Lain cerita namun sama akar persoalannya dengan teror yang terjadi di Solo-Jawa Tengah. Penembakan kepada aparat kepolisian dan teror bom dengan sasaran aparat polisi mencerminkan spesifikasi dendam pada POLRI dan jajarannya. Motif teror yang diyakini sebagai upaya balas dendam oleh sekelompok orang karena merasa sepak-terjang satuan POLRI telah mendholimi anggota kelompoknya. Pertanyaannya, Sudahkah aparatur kepolisian negeri ini mendampingi penegakkan keadilan pada jalurnya? Jangan sampai sebagai pihak yang diamanahi menjaga keamanan rakyat justru menjadi pencuri dan pemalak hak-hak rakyat. Masih ingatkan rekening gendut pejabat POLRI? Atau kasus salah tangkap di beberapa tempat oleh anggota polisi? Dan yang terhangat kasus korupsi perangkat simulator SIM yang diduga pelakunya justru perwira-perwira negeri ini. Wajar jika rakyat kemudian berontak dan berbuat kriminal karena merasa dikibuli, sekali lagi peran stakeholder menjadi acuannya.
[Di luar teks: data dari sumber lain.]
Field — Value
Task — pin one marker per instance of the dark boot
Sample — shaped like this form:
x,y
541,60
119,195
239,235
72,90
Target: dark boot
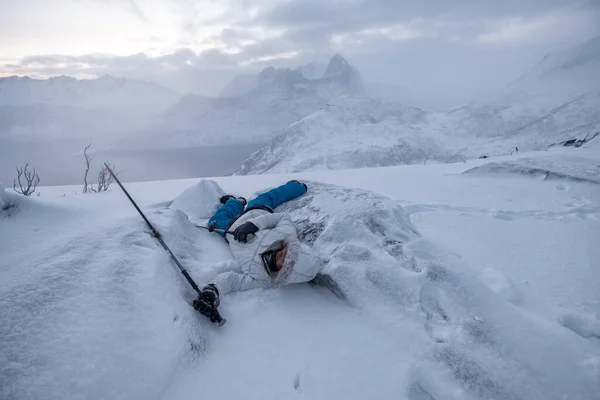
x,y
224,199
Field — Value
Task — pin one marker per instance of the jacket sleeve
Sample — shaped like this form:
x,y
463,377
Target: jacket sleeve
x,y
229,282
267,221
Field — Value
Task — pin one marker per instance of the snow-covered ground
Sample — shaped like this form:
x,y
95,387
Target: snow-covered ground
x,y
449,286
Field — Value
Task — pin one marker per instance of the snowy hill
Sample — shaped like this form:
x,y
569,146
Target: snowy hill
x,y
572,71
438,285
281,97
559,99
392,93
313,70
351,133
242,84
68,108
367,132
93,93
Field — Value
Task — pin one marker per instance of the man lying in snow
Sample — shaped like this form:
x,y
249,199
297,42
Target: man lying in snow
x,y
265,246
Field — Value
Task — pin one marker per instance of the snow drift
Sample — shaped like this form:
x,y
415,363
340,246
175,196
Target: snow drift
x,y
102,313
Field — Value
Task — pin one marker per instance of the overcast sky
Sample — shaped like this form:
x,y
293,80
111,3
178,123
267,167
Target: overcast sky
x,y
451,50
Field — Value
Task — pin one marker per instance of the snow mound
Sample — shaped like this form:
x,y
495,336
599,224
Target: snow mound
x,y
566,168
199,201
481,345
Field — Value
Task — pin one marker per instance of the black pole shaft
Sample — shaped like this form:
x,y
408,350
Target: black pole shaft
x,y
215,317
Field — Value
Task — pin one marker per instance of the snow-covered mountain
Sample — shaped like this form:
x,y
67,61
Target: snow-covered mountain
x,y
313,70
106,91
545,106
437,286
558,99
67,108
351,133
240,85
282,96
572,71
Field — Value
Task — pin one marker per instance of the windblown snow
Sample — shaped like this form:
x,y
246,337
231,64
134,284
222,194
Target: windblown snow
x,y
438,285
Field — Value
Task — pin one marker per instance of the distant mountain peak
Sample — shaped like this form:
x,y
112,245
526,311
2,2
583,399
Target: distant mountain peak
x,y
279,77
337,65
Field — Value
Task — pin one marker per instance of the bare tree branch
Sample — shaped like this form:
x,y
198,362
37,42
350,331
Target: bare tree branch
x,y
105,179
32,179
88,160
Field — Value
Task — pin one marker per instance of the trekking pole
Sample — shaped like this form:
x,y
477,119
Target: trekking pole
x,y
215,317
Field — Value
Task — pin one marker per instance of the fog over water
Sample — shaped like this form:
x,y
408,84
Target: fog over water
x,y
62,162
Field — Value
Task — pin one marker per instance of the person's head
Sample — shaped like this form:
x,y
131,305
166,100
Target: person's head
x,y
273,257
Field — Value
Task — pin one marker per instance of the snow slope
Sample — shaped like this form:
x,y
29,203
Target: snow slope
x,y
558,100
450,285
106,91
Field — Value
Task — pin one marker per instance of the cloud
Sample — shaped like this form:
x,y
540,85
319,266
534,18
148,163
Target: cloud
x,y
447,49
131,6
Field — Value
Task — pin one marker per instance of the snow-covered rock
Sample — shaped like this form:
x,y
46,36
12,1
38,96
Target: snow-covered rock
x,y
574,168
351,133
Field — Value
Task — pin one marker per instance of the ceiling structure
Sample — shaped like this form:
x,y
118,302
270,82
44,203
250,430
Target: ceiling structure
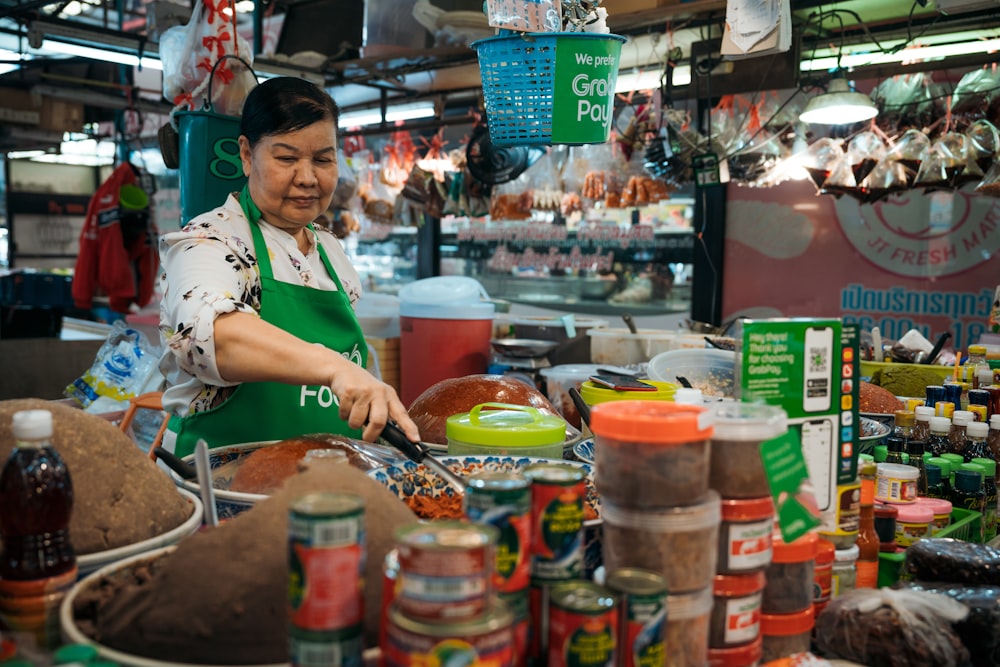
x,y
448,75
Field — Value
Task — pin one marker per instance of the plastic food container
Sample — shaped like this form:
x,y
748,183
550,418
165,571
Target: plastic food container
x,y
651,454
736,610
942,513
823,572
790,577
844,572
745,535
712,371
622,347
913,523
896,483
786,634
736,467
688,619
680,542
499,428
594,394
740,656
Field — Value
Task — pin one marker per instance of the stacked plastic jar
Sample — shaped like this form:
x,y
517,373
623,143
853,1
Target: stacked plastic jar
x,y
652,463
745,537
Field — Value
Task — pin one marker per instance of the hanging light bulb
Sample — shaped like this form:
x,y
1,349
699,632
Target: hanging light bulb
x,y
839,105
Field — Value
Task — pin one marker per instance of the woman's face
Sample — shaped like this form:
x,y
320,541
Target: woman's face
x,y
292,176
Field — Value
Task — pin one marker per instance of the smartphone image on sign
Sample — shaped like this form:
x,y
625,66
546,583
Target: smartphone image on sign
x,y
621,382
817,384
817,447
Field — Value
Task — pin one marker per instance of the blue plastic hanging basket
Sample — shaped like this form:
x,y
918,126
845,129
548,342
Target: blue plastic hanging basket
x,y
549,88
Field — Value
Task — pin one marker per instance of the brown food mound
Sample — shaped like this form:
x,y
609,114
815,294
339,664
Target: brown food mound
x,y
120,497
221,598
876,400
456,396
264,470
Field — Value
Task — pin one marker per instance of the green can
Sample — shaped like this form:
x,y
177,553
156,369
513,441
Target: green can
x,y
503,500
642,616
339,648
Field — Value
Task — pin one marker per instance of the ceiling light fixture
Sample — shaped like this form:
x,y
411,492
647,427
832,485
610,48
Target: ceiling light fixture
x,y
413,111
839,105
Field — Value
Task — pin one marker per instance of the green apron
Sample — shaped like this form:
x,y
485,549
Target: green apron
x,y
259,411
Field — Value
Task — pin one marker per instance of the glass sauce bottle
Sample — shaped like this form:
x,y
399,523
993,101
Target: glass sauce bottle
x,y
36,499
960,420
868,540
975,442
Belum lagi segudang problema di meja peradilan, kucing-kucingan antara hakim dan terdakwa kian merendahkan martabat hukum di negeri ini. Penyelesaian kasus TIPIKOR yang tak kunjung usai bahkan semakin menghadirkan tokoh-tokoh elit negeri ini. Diperparah lagi dengan vonis hukuman yang penuh konspirasi menjadi topik klasik yang muncul di berbagai media masa. Setujukah jika para penjahat sejenis koruptor didampingi advokat? Sepakatkah bila pembunuh sekelas Afriyani Susanti hanya di vonis 15 tahun penjara? Sementara dia terbukti pecandu alkohol yang ujungnya menyebabkan sembilan nyawa manusia melayang pada tragedy maut di Tugu Tani, Jakarta. Mungkin inikah yang dimaksud pertumbuhan bangsa yang seimbang? Meski di sana-sini banyak terjadi ketimpangan, baik itu ketimpangan di bidang sosial, ekonomi, pendidikan maupun penegakkan hukum.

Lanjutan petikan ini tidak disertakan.